[Kea-users] Load-Balancing Network issue between Relay and Kea

Wed Jan 11 11:58:58 UTC 2023

On Tue, Jan 10, 2023, at 02:34, Marcin Siodelski wrote:
> For every client who sends a DHCPDISCOVER or DHCPREBIND to the partner 
> server and (finally) sets the "secs" field value greater than 
> "max-ack-delay", the other server bumps up its internal counter or 
> unacked clients. Again, it only does it when it has been unable to 
> communicate with the partner server over the control channel longer than 
> the configured "max-response-delay". A single successful heartbeat over 
> the control channel will clear the counters of the unacked clients and 
> make the server believe that the partner is healthy. It will also stop 
> looking at the "secs" and "Elapsed Time" values. The 
> "max-unacked-clients" no longer matters until the next communication 
> issue over the control channel.
>
> If the "max-unacked-clients" value is exceeded, the server can finally 
> transition to the partner-down state and handle both the traffic 
> directed to itself and the inoperational partner. Since the state 
> transitions are only carried after a heartbeat attempt, there may be a 
> slight delay between exceeding the "max-unacked-clients" value and 
> actually transitioning to the partner-down state.

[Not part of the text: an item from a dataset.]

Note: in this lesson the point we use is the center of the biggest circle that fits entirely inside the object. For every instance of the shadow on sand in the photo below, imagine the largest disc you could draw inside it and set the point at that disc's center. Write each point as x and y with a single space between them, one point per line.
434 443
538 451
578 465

This is *extremely* helpful and I want to express my sincere appreciation for you taking the time to compose and send it! It will probably be a good starting point for additional HA content in the ARM :-)

> I looked into our documentation and realized that although all of these 
> pieces are described there, it can be confusing because the ARM lacks a 
> sequence diagram or an example of how the failover process can look end 
> to end. That's something we should address.
>
> Going over the previous emails, I see that users can see different 
> failover strategies, depending on the types of failures they are likely 
> to experience in their setup. They are interesting cases, and we will 
> discuss them internally. We could consider some alternative failure 
> detection strategies, selectable with the HA configuration, but we 
> should be aware that there is no one-fits-all solution. There is always 
> a possibility that the true failure won't be detected or a false failure 
> will be detected, leading to a split-brain situation.

Totally understandable. For example, there could be an opt-in feature where the servers watch for unacked clients (increasing max-unacked-clients) at all times, not just when there has been a comms failure between the peers. If that feature existed it would address the situation for some of us in this thread, but shouldn't be used by anyone whose servers may choose not to respond to requests for other valid reasons (leading to a 'false failure' detection). Since the peers in an HA configuration should have identical configuration files, it's conceivable that a peer could decide to track ack failures only if *it* would have responded to the client request when its companion is partner-down, and then peer failures to respond would almost certainly be an indication of an actual failure.

> It would be useful if you could please open tickets in Gitlab to 
> describe your failover scenarios and the desired behavior. Please 
> disregard it if you have already opened them.

I'll do that now and post another reply with the link.